Take honesty. I’ll bet you can’t find a more honest group of people assembled beneath another avocational banner. Birders are incredibly honest—disgustingly honest.
I’m not referring to the pristine nature of their bird lists. I’m talking about dollars- and-cents fair play.
Do you know of any other avocation where a person can walk into a store, be handed a $2,500 binocular, and be invited to take them for a test drive?
“You want a credit card?”
“No.”
“You want my driver’s license?”
“You’re going to bring them back?”
“Well, sure.”
“Then why do I want your driver’s license? I have one of my own.”
Back when optics companies first started attending bird festivals, they used to make borrowers fill out forms. Now they just hand out product.
I’ve actually made trying to lose a binocular a hobby, a crusade. I habitually hand out high-priced optics to strangers I meet in the field, inviting them to just drop them off at the end of the day. The instruments never walk.
Okay, maybe I did lose an instrument once. The suspect was a retired woman of modest means, who walked into the store and fell in love with a binocular that was too big for her budget. It broke her heart that she was going to have to settle.
“Here,” I said, after a moment’s thought. “Borrow these and start saving for the ones you want. Come back when you’ve got the cash.”
She thanked me. Promised she’d be back.
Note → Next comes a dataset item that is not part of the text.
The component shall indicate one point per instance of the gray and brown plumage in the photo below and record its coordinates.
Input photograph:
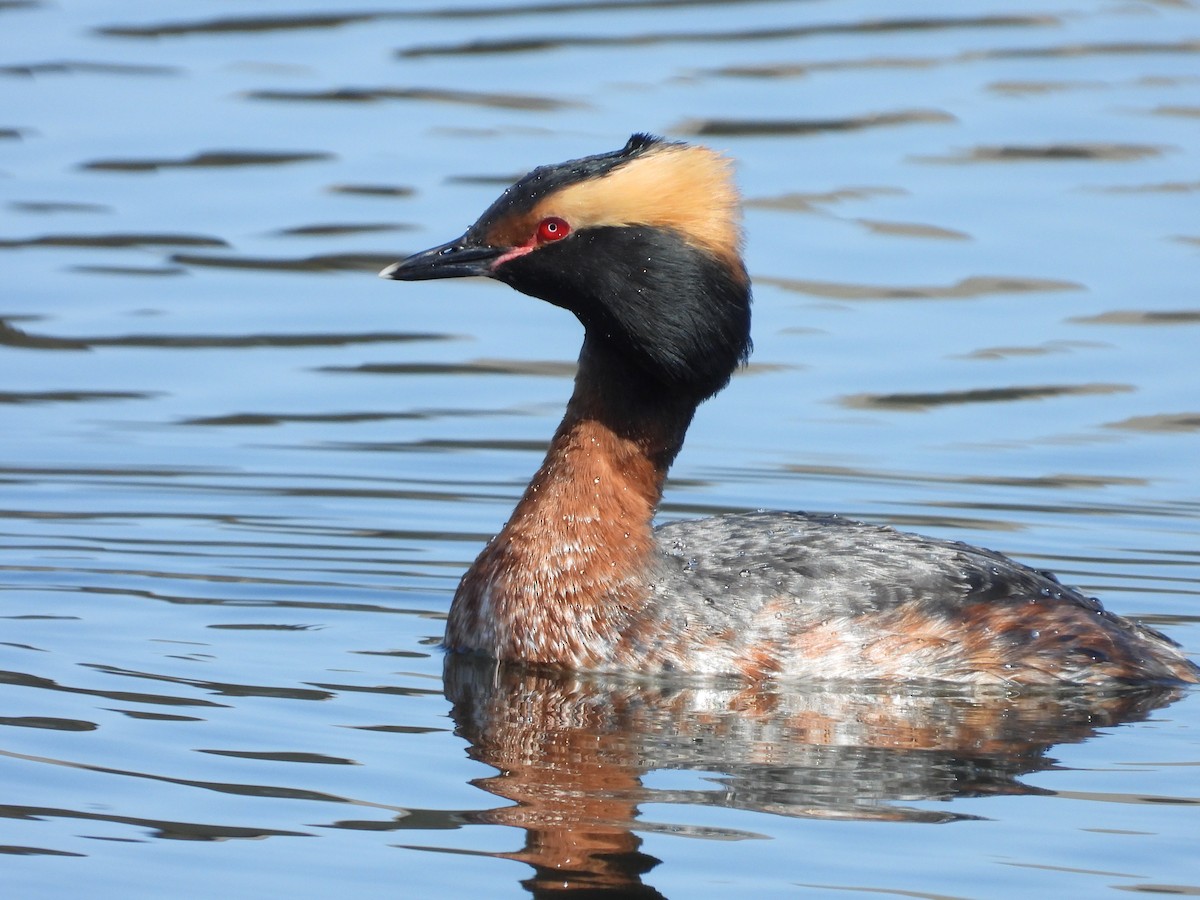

For several years, I was treated to postcards telling me where she’d been, and what birds she’d seen, and how she had almost saved all the money she needed. Then the cards stopped. I guess she must have died.
Too bad, actually, because I was looking forward to telling her that the binoculars she was using were sent to me by Roger Tory Peterson. He asked me to evaluate them. Now she’ll never know the instruments were his.
So that’s birders’ good side. The flip side is the discourteous side.
What discourtesy?
There! See what I mean?
You’re not alone. Years ago, I was addressing 400 birders at a seminar on ethics at the ABA Convention in Colorado. I asked the crowd if anyone could name the number one complaint that Cape May residents had about birders.
Several foibles were offered. Trespassing, being noisy at O-Dark-Thirty, pointing their binoculars toward houses.
Shockingly (but not surprisingly) not one person in the crowd guessed right. The answer was (and is) “stopping in the middle of the road to look at birds.” It drives residents crazy.
“Well … can’t people just drive around you?”
Sure they can. But why should they have to?
Related to this is the nonchalance many birders exhibit toward maintaining a normal speed on public roads. I ran into such a one this fall—happily not literally. I got caught behind a guy with a bumper plastered with birding bumper stickers, who was driving at a crawl, looking every way but forward, and so cross-the-center-line erratic that passing was not an option. He finally stopped at a trailhead, and I pulled up to encourage him to be more courteous.
“There wasn’t anybody behind me,” was his reply.
Informed that “I was behind him,” he replied, “Oh, well then it didn’t matter.” Being a birder, he figured I’d understand.
I do understand. There’s just a difference between understanding discourtesy and sanctioning it.
I guess, if I had to choose, I’d rather that the ranks of birders were populated with discourteous saints than polite thieves. But it beats the devil out of me why anyone has to choose.